En otras palabras, si la licitación no es para la sociedad Nextel-Televisa, el multicitado anuncio de la adquisición es puro aire. Sin embargo, De Angoitia no admitió –quizá porque nadie se lo preguntó-- que las bases de la licitación que emitió la Cofetel están claramente direccionadas para que el consorcio formado por la televisora mexicana y la telefónica de origen estadunidense se quede hasta con 80 Mhz de la banda 1.7Ghz.
Ninguno de sus otros competidores –Iusacell, Telcel, MVS o Telefónica-- puede aspirar a la mayor parte de este pastel.

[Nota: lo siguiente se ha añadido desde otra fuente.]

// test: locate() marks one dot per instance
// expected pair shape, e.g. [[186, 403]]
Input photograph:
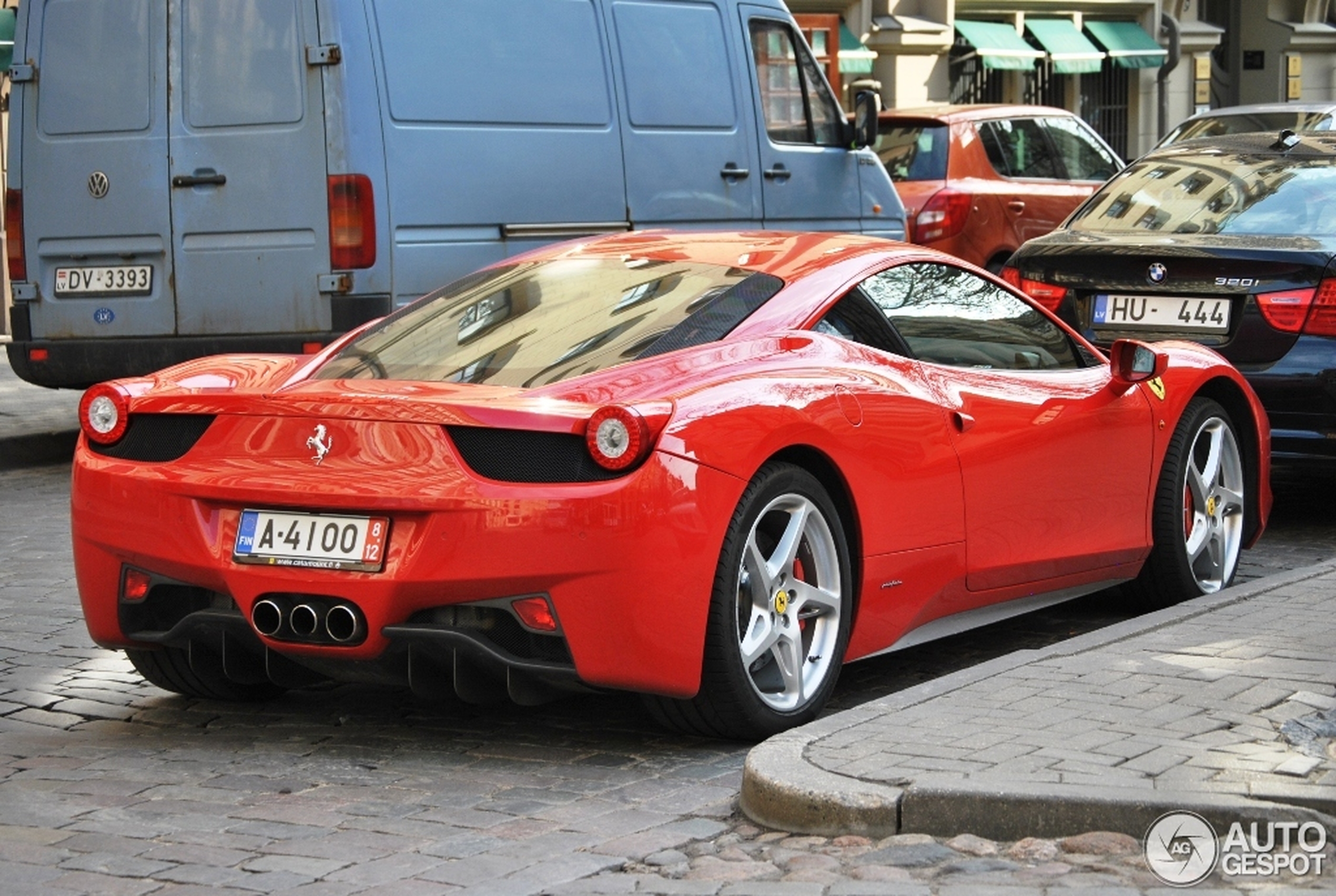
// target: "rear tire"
[[780, 615], [170, 669], [1199, 512]]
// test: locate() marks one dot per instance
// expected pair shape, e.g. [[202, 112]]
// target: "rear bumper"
[[627, 564]]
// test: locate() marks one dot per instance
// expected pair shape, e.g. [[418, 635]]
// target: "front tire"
[[1199, 511], [170, 669], [780, 613]]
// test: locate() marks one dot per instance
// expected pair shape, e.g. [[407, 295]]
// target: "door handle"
[[199, 179]]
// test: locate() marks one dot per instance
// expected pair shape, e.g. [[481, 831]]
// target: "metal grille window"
[[971, 82], [1104, 105]]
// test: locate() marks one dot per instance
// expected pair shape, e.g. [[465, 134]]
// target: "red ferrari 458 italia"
[[707, 468]]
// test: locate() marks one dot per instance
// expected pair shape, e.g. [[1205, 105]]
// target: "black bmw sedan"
[[1227, 241]]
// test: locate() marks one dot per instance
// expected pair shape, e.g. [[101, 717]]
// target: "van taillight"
[[352, 221], [14, 236], [942, 216]]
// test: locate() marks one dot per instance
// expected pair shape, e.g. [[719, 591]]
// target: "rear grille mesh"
[[157, 437], [525, 456]]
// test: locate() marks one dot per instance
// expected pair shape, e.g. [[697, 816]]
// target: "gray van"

Estamos ante el surgimiento de un ‘megapoder’, tal como lo señaló Proceso en su edición de esta semana: unos legisladores que le garantizan privilegios fiscales, una Secretaría de Hacienda que cabildea a su favor, un órgano regulador de antimonopolios que simplemente no ve o que para todos es un hecho –el predominio absoluto de Televisa en las concesiones--, una Cofetel que emite bases favorables para los intereses del consorcio y una clase política intimidada y desesperada por aparecer en la pantalla del monopolio para que no veten sus aspiraciones y la fantasía de algunos intelectuales que pretenden encontrarle, ahora sí, bondades a una compañía que siempre ha actuado monopólicamente.

El asunto no es de maquillaje o de crear canales como Foro TV para lavarse la cara ante un sector crítico.
El fondo del asunto es de estructura de poder. Mientras no se democraticen los contenidos,
concesiones y telecomunicaciones, el ‘megapoder’ seguirá absorbiendo lo que
quiera, incluyendo la fibra óptica de la Comisión Federal de Electricidad (CFE).